Mission · Runestone Labs

Every month the models get better. Every month the conversation about them gets a little less interesting. The sharp question moved a while ago. It isn't which model you use. It's what happens when that model decides to run a shell command, write to your disk, send an email, or move money. Most people don't have a good answer yet. That gap is the thing we work on.

The parts of the stack that matter over the long run are the slow parts. Policy. Approval. Audit. Memory with access control. Boring words, but they're the reason an agent is safe to leave running while you sleep. They're also what makes the next model, and the one after that, drop-in replaceable. You get to keep the guardrails and the logs when whatever's underneath changes in six months.

How we sequence what gets built.

Infrastructure is a slow game. We're not building everything at once. The rule we follow: pick the thing that hurts the most right now, ship it as OSS, see if anyone actually uses it. If they do, and they have opinions, we build the next layer. If they don't, we stop. The roadmap doesn't have dates on it. It has evidence gates. Gatekeeper exists because we kept running agents that would have been a lot safer with it. The next primitive will exist for the same reason, or not at all.

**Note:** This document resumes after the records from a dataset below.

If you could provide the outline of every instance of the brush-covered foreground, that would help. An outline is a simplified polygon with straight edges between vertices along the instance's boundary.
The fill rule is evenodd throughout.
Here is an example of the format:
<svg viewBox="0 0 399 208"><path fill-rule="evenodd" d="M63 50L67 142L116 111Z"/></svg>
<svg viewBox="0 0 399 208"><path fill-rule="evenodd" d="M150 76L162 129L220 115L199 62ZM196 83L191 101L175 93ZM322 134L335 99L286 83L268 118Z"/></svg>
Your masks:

Local-first, for a strategic reason.

One reason we self-host is principle. The bigger reason is strategic. Every tool call an agent makes is metadata about how a company actually works. The arguments, the paths, the URLs, which actions got approved, which got blocked. Whoever ends up holding all of that ends up being very important to everyone else. We'd rather not be that. We'd rather be the thing you run on your own hardware and forget about. If we ever do a hosted tier it sits on top of the same OSS code, not instead of it. You can always take the stack and go home.

What we're not building.

Some things we get asked about often enough to be explicit:

Not an agent framework. Gatekeeper doesn't care which framework you use. Plain HTTP. Any language.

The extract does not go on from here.